The large palm like plant is Chamaerops humilis. The smaller Aloe just below it could be Adam's Thread or Yucca filamentosa. As for the apes, this is what Nauticus had to say: 'Some are very large, but whatever way the wind blows they always get on the lee side of the Rock; people may take them, but are not allowed to kill one on any account. (1854 - E. Widick ) 

 The stones in the south were slate coloured and apparently diamonds could be extracted from them although they were so small that it was not worth the trouble to do so. Finally a quick mention of San Roque - it 'stands very high and has a pleasing appearance' - and the famous 'Queen of Spain's chair : 
 . .  where it is said, she and some of her friends retired, with a vow not to leave that place till Gibraltar was taken; how far this is true the reader must judge; however it has a beautiful picturesque view, being the only building on the hill. 

 Gibraltar from the Queen of Spain's chair ( 1853 - G.P. Pechell ) 

This short passage on Gibraltar is quite frankly a pleasure to read.
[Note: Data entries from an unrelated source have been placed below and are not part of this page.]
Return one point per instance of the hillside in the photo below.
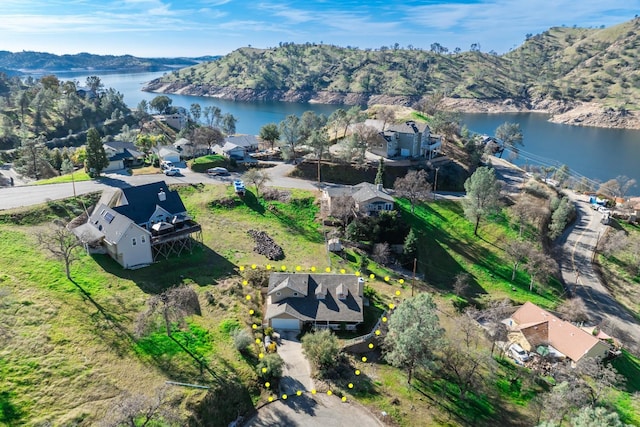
(590, 72)
(48, 62)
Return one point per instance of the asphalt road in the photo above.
(578, 244)
(27, 195)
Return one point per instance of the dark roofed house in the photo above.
(122, 155)
(321, 300)
(149, 222)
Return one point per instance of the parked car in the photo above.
(518, 353)
(217, 171)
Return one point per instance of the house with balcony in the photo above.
(405, 140)
(145, 224)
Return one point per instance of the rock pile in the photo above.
(265, 245)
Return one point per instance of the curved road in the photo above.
(578, 247)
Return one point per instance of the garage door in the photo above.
(286, 324)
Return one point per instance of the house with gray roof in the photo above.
(122, 155)
(321, 300)
(146, 223)
(404, 140)
(370, 199)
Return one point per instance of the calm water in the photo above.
(599, 154)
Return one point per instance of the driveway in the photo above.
(578, 246)
(307, 410)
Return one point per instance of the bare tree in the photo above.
(381, 253)
(62, 244)
(258, 177)
(539, 266)
(517, 251)
(413, 186)
(137, 410)
(344, 208)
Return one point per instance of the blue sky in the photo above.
(152, 28)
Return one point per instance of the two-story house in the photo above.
(321, 300)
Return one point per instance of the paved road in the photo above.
(578, 245)
(27, 195)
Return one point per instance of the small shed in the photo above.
(335, 245)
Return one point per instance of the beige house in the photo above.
(332, 301)
(369, 198)
(531, 326)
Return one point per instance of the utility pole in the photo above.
(413, 280)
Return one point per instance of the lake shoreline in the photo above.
(573, 113)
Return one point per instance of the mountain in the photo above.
(46, 62)
(555, 71)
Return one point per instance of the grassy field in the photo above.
(71, 352)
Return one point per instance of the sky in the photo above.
(162, 28)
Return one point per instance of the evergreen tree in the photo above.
(380, 173)
(96, 160)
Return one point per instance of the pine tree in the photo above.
(96, 160)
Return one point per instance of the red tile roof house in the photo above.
(320, 300)
(531, 326)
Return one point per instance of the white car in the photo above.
(518, 353)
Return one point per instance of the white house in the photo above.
(369, 198)
(148, 222)
(323, 300)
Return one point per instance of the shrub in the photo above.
(242, 339)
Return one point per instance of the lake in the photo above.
(599, 154)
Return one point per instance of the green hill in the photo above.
(561, 64)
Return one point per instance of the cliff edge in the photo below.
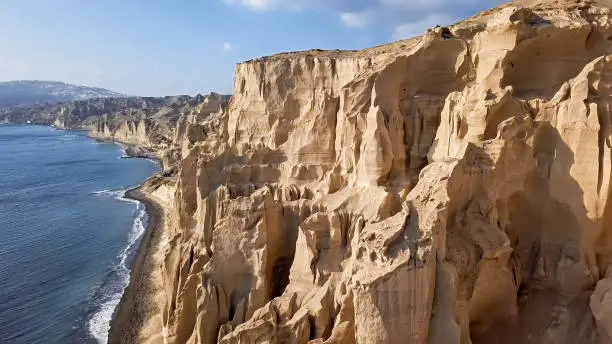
(451, 188)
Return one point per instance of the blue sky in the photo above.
(163, 47)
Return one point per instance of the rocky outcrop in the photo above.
(148, 126)
(452, 188)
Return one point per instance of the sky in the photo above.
(169, 47)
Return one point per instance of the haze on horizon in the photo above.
(155, 48)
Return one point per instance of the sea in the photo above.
(67, 234)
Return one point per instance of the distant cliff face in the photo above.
(31, 92)
(146, 122)
(452, 188)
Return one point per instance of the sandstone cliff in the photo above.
(452, 188)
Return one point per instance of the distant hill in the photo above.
(33, 92)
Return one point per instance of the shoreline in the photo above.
(136, 304)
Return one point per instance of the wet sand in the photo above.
(138, 304)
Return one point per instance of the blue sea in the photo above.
(67, 235)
The author refrains from the usual racist comments offered by most of his contemporaries and his descriptions are generally straightforward and without prejudice. His rather graceful and complimentary description of Gibraltar's Cathedral in particular is unusual. 

At that time and throughout the 19th century and beyond, all things Catholic were reviled as Papist nonsense and its icons and statues dismissed as mumbo jumbo - all of which were usually described in the most insulting manner possible. It makes one wonder whether Nauticus might not have been a Catholic himself - but in fact he was probably the very opposite - a Protestant pastor. 

Although it is impossible to identify the writer with any certainty it seems likely that Nauticus was the pen-name of the Rev Laurence Hynes Halloram who was apparently a native of Ireland and at one time Chaplain of the Navy in the Britannia- one of the ships that took part in the Battle of Trafalgar. By this author's book, and in so far as Gibraltar is concerned - the Reverend Halloram's heart was definitely in the right place.